I sympathize with the bankers. If I had loaned a bunch of money to people who were suddenly unemployed, I would also try to collect as much money as possible before my debtors went bankrupt. Why? Because it is was their money in the first place. Bankers are not running a charity organization. They don’t care how you spend the money as long as you pay them back, which is a good option to have in a free market.
I understand Obama’s calls for “transparency” in credit card contracts, which are notoriously long and unread. But to the extent these new regulations restrict the companies’ ability to collect debts, I would expect there to be a decreased willingness from banks to extend credit to high-risk people in the first place. Which is what the bankers association warns:
The bankers association has warned the requirements may raise costs and limit the credit availability as banks already are reeling from the recession and the credit crunch.
At Bank of America, the largest U.S. lender by assets, 7.8 percent of credit-card accounts were delinquent in February by more than 30 days, according to Bloomberg data.
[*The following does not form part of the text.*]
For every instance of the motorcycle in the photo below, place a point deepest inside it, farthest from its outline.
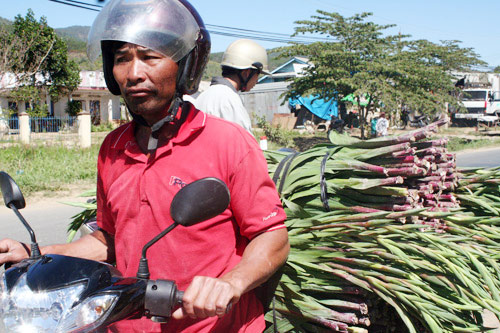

That’s up from 5.9 percent last August. Delinquencies are jumping throughout the industry in tandem with unemployment, which reached a 25- year high of 8.5 percent in March.
Charge-offs, which are loans that banks don’t expect to be repaid, increased to an average of 8.02 percent in February from 4.53 percent a year earlier.
With Obama’s new regulations, I worry that the total bank losses from delinquencies will expand, increasing the pressure on an already unstable industry. How will the banks make up for these losses? More bailout money? Charging their solvent customers more in interest rates and fees? Either way, the money always comes from somewhere. Although I understand why Obama would choose to extend relief in this political sleight-of-hand, indirect way (similar to the way he “handled” the mortgage crisis by cramming mortgage modifications down the throats of lenders), his calls for transparency in government ring all the more hollow to my ears.